Indonesia threatened to revoke parole for convicted Australian drug mule Schapelle Corby yesterday, warning her to “keep a lower profile” after a documentary about her release angered authorities.
Corby, 36, whose case has been closely followed in Australia since her 2004 arrest in Bali, was freed on parole last month from a prison on the resort island.
However, a documentary broadcast on Sunday by Australia’s Channel Seven, which featured an interview with Corby’s sister, Mercedes, brought a threat from Indonesia’s justice minister.
“There is a big possibility [that Corby’s parole] will be reconsidered,” Indonesian Minister of Justice Amir Syamsuddin was quoted by Indonesian daily Kompas as saying.
Syamsuddin said he was awaiting a report from provincial-level justice officials in Bali, where Corby is living. She must remain in Indonesia until 2017 as a parole condition.

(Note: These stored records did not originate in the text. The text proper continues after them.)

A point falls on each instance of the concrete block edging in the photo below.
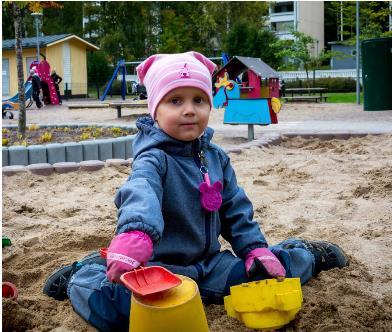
(51, 153)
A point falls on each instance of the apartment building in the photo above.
(303, 16)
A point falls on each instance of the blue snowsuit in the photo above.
(161, 198)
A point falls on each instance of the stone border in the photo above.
(93, 165)
(46, 169)
(52, 153)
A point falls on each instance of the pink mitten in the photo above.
(126, 252)
(262, 259)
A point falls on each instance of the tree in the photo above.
(16, 8)
(373, 16)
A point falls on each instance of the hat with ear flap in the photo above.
(162, 73)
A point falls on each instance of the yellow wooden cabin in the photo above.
(66, 53)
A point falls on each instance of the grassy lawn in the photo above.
(343, 97)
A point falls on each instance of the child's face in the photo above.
(183, 113)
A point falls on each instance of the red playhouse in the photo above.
(258, 79)
(47, 84)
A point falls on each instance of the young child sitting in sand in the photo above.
(182, 194)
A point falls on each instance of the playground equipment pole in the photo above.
(37, 19)
(357, 55)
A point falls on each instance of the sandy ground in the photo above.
(336, 190)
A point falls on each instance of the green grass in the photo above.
(343, 97)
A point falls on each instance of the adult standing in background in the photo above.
(36, 82)
(57, 80)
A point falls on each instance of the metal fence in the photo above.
(301, 75)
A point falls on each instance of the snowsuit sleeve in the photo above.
(139, 200)
(236, 215)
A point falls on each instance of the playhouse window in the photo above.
(282, 7)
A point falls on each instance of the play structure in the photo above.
(47, 84)
(254, 101)
(12, 104)
(120, 67)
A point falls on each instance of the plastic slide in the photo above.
(13, 102)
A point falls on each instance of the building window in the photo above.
(29, 61)
(282, 27)
(282, 7)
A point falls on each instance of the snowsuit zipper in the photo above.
(207, 215)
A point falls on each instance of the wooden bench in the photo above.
(306, 98)
(119, 105)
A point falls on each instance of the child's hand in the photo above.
(126, 252)
(263, 260)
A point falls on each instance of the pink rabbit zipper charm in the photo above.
(211, 198)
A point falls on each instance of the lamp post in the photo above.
(37, 21)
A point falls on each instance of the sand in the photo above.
(336, 190)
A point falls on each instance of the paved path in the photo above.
(296, 118)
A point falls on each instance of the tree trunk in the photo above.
(19, 66)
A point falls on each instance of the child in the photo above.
(182, 194)
(57, 80)
(36, 86)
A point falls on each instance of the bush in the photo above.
(333, 84)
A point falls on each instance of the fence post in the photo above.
(97, 87)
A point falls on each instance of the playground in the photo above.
(322, 187)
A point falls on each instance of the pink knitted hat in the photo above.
(162, 73)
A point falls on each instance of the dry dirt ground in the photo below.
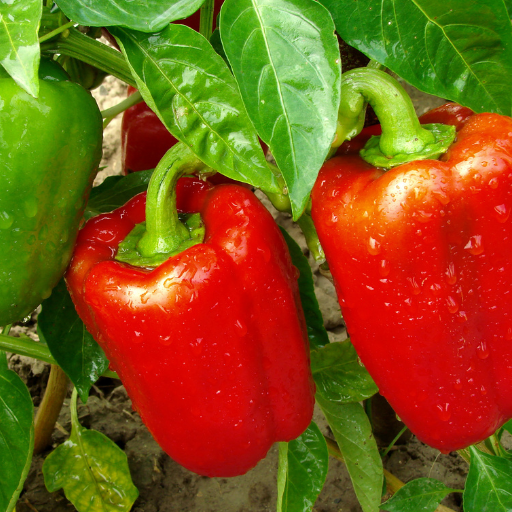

Officials in Bali have summoned Corby’s family to demand an explanation over the documentary, and yesterday warned against further contact with the media.
“I suggest Corby keep a lower profile,” Bali prison official Sunar Agus said, adding that officials were prepared to “use force” to return her to prison if parole was revoked.
The media exposure is being interpreted as an affront in Indonesia, where convicted law-breakers are expected to exhibit remorse.
Officials have also raised suggestions that Corby may be profiting from the exposure, amid speculation of a financial deal with Channel Seven, which has denied the rumors.
In its midday news report yesterday, Indonesia’s widely watched Metro TV branded the situation a “scandal.”
The documentary included video of Corby’s first moments back with her family after her parole. Mercedes Corby told Channel Seven her sister was “broken” by her time in jail, and described having to bathe and hand-feed her.
Syamsuddin said he “deeply regrets” the Channel Seven program, saying he suspected the family did it for financial gain.
“Just to defend this one person, Corby, I experienced a lot of pressure, and there have been all sorts of issues. They must be understanding,” Syamsuddin was quoted saying, referring to Corby’s family.
Corby was arrested in Bali in 2004 when airport customs officials found 4.1kg of marijuana stashed in her surfing gear. She was convicted the following year and sentenced to 20 years in jail.
Mercedes Corby told Channel Seven the drugs “could have been from Indonesia,” suggesting she had been set up.